One of the best ways to motivate your kids to help with chores is through allowance

Yes, one of the best ways to motivate an adult to do something also works for kids - money. If your kids are of that age where you are starting to give them an allowance, you should utilize that. Their allowance should be connected to their chores. They will get their allowance if they do their tasks well and on time. If they slack off, are lazy, or refuse to do their chores, they will get less or no money. On the other hand, if they do their tasks efficiently and enthusiastically, you can raise their allowance a little bit. That’s a great motivational tool.

Stop cleaning their room

Don’t make a scene if your kids are not listening and refuse to clean their rooms or do other house chores. Don’t yell and punish them. It rarely has a good effect. Stop cleaning their bedroom. It would be best if you stopped doing their work for them. Don’t pick up toys after them, and don’t make their bed. After a while, toys and clothes will pile up, and the room will look like a mess. The thing is, your kids are used to having clean and tidy rooms. They are used to you doing that for them. And when the room is messy enough, and they notice that you won’t clean it, they will have no choice but to clean it themselves. It’s better when they decide to do it on their own and not you forcing them.

Reward system

It’s important that you show appreciation to your kids. So a reward system can be very helpful when trying to motivate your kids to help with chores. Give your kids tasks for the whole month. And tell them that if they are good and do everything right that month, they are going to be rewarded. That reward shouldn’t be something too big and expensive. Just something to keep them motivated and happy. You can let them watch tv for a little longer or stay up late a little bit more.

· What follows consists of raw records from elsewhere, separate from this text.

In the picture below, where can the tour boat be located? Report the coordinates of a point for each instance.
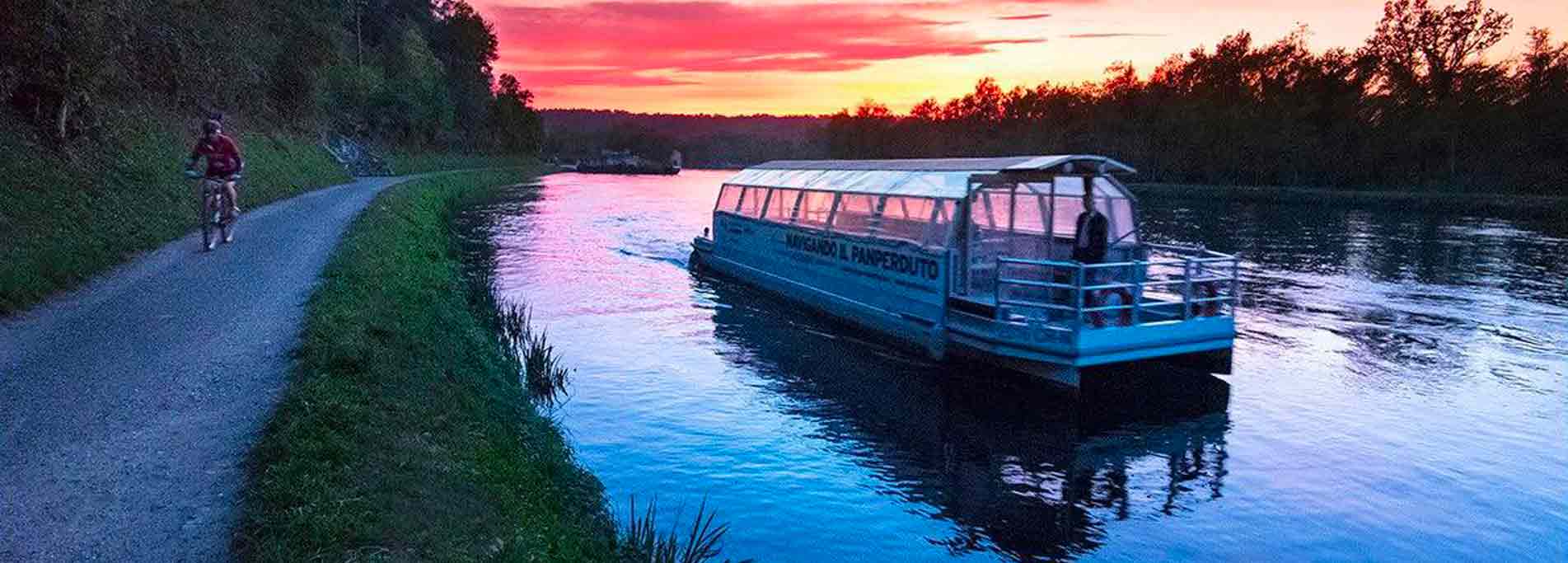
(974, 256)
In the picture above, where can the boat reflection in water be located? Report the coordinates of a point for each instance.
(1017, 465)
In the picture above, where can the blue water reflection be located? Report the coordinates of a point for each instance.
(1399, 392)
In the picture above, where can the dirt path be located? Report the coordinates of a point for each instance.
(128, 406)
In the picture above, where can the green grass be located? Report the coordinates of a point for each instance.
(74, 212)
(427, 162)
(405, 432)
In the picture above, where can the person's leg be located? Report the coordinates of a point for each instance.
(234, 198)
(201, 203)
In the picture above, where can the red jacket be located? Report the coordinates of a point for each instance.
(223, 156)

A notebook with the word Today written in it
Being prepared and organized is key

Be organized

Young kids need stability and a schedule in most areas of their life. That needs to be applied to their weekly chores as well. Make a fun chart with all the family members’ names and their duties for that week. For example, you can make your kids help you with decluttering and storing one of the rooms in the house that week. You can do it together. Decide what to keep in the house and what to store. Then you can take a trip to a storage unit and make it a fun experience. In this case, experts from Best Movers in Florida can be helpful with finding the perfect storage for you. Making a weekly plan has been proven to be the most productive way of doing housework.

Final thoughts

These were fun and productive ways to motivate your kids to help with chores. Chances are your kids will listen to you if you just nicely explain that they need to help with housework a little bit. That should always be your first approach. If that doesn’t work, you can try giving them an allowance, including them in the moving process, or any of the other ways we listed here.